There are two main summation types:

a) temporary (consequent) - when one nerve fiber is stimulated repeatedly with subliminal stimuli frequently, these stimuli are summed up to give response in the muscle; as a summation result sufficient mediator quantity is released and answer reflectory reaction occurs; example: sneezing reflex occurs at stimulus prolonged action to nasal mucosa receptors;

b) spatial - when two afferent nerve fibers supplying a muscle are stimulated separately with subliminal stimulus, there is no response; but, if both the nerve fibers are stimulated together with stimulus of same strength, the muscle contracts - this is called spatial summation; with other words, space summation occurs at simultaneous irritation of different sensory nerves conducting excitement in one and the same nervous center; its role is in fatigue liquidating (activity type changing); example: semitendineal muscle contraction reflectory contraction at simultaneous tibular and fibular nerves subliminal irritation because subliminal irritation of one nerves from them does not cause any contraction.

4. Excitement rhythm transformation. Nervous centers are able to transform frequency and rhythm of coming impulses 2 main types:

a) reducing -

• in synapses – 3-5 EPSP (exciting post-synaptic potentials) will give just 1 action potential;

• if impulses come in nervous center with a frequency which is bigger than this nervous center lability than this nervous center will answer with rate corresponding to its abilities id est with more rare impulsation;

b) increasing –

• space summation is in the base of it;

• nervous center can answer with a series of impulses to a singular irritation coming outside.

5. Automatism. It is a distinguishing feature of vital nervous centers.

6. Chemothropy is selective high sensitivity to chemicals action. For instance, carbonic acid chemothropy to respiratory center.

7. Reflectory afteraction is expressed in following: answer reflectory reaction is present during some time after stimulus action stoppage. Afteraction duration can be more than stimulus duration in many times. There exists direct dependence: the stronger and more durable irritation acts to the receptor, the more durable is afteraction. This feature reasons are in following: trace depolarization, nervous impulses circulation (ring connection existence between neurons of a given center).

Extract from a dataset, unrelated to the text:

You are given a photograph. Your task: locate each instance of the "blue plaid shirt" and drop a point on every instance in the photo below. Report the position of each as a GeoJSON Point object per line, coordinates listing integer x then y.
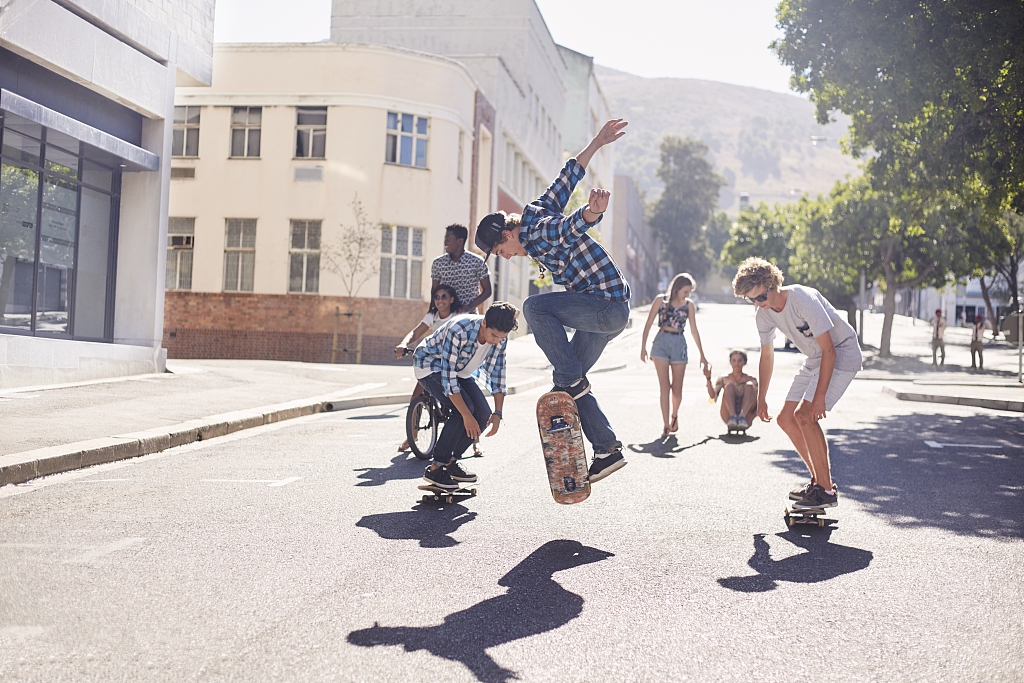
{"type": "Point", "coordinates": [561, 245]}
{"type": "Point", "coordinates": [451, 348]}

8. Tiredness – they belong to the structures with the biggest tiredness among all nervous system parts. It is determined by nervous center low lability. It is expressed in reflectory answer gradual decreasing and further stoppage in a case of prolonged stimulus action. It is a result of synaptic transmission disorder.

9. Rhythmical activity. All neurons can be divided into 2 groups:

a) “silent”:

• they are non-excited without irritation;

• they answer only to epiliminal stimuli;

• they answer only to stimulating actions;

b) “rhythmically active”:

• they are excited without stimulus;

• they react even to subliminal stimuli;

• they give reaction both to stimulating and to inhibitory actions.

Mechanism: ring connection between neurons.

Role:

• CNS sensitivity increasing to the stimulus;

• CNS functional possibilities expanding;

• CNS flexibility and plasticity providing.